Mas olhando melhor vê-se que passam coisas de Dirty Harry para o Hoover de "J. Edgar". A violência que o medo instalou neles, por exemplo, que fez deles figuras anacrónicas, homens do seu tempo a lutar contra o tempo que já não compreendem e que já não os compreende. Tal como Dirty Harry vai sendo exposto, ao longo dos filmes da série, aos ataques do feminismo, das sexualidades, da contra-cultura, também J. Edgar passa de fundador da polícia moderna a efabulador paranóico da realidade.

Eastwood especializou-se em expor dinossauros assim, tirando-os do "habitat" e sujeitando-os aos efeitos do tempo. Fez isso, inclusive, com a sua ? ?persona", gesto de contonos delirantemente masoquistas (é bom lembrar aquela foto de Annie Leibowitz com Clint num cenário de "western" enroscado a um poste, abraçado por cordas, com prazer nos lábios por se meter em trabalhos.) Ele próprio, segundo a biografia de Richard Schickel, sempre se sentiu assim: acabado de chegar a Hollywood, no final dos 50s, já era um corpo que nada tinha a ver com os modelos que começavam a dominar, e os "seus" cineastas também eram os que por esses anos chegavam ao fim de carreira.

"J. Edgar" é um filme que estabelece cumplicidade com um "vilão" - ética e sabedoria, digamos, clássicas: entender as razões de todos e perceber que um "mau da fita" é melhor personagem. É um filme em que, tal como em "As Bandeiras dos Nossos Pais" (2006) ou em "A Troca" (2008), Eastwood inventaria a sua memória, confrontando-se com episódios do seu tempo de adolescência (a história dos homens que hastearam a bandeira americana em Iwo Jima) e da infância (o rapto e assassinato do bebé de Charles Lindbergh é um "fantasma" em "A Troca" e reaparece em "J. Edgar", o "biopic" do homem que na memória de Clint começou por ser figura heróica de "comics".)
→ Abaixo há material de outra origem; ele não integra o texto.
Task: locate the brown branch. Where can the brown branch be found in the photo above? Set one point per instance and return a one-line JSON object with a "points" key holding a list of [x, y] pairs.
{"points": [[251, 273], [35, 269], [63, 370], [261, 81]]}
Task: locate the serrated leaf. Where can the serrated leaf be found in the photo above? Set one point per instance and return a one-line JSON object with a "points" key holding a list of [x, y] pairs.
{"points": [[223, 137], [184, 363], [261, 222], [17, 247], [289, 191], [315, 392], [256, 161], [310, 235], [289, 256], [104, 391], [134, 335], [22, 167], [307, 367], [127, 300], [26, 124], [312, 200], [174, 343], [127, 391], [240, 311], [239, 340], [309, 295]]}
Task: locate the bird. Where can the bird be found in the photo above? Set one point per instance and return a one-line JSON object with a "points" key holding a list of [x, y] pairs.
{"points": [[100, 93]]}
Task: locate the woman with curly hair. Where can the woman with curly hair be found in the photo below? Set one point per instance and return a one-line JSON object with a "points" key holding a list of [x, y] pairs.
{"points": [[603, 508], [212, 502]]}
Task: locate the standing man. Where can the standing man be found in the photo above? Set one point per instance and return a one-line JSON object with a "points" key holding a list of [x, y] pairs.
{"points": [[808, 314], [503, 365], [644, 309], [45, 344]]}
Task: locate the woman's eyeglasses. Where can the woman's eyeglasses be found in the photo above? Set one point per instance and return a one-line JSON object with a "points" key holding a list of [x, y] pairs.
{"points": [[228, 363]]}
É uma navegação pela escuridão - nos filmes de Eastwood, e com a cumplicidade de directores de fotografia como Tom Stern, as cores são experimentadas a negro - através da psique americana: Clint, historiador, filmando o passado e a obsessão de Hoover com o inimigo "within", para falar de hoje, da paranóia da segurança e do fascismo à espreita; Clint metendo-se com as sombras do cinema e com a hipnose dentro das salas, mostrando como "Inimigo Público nº 1", em 1931, e "G Men", em 1935, protótipos de "Warner films", construíram um imaginário de "glamourização" do "outlaw", primeiro, e, como reacção, de apologia da ordem heróica do FBI. "J. Edgar" pode ser, então, a versão de hoje de um "Warner film", até porque é no "backlot" da Warner, no que restou dos estúdios clássicos, que Clint tem o escritório da sua Malpaso.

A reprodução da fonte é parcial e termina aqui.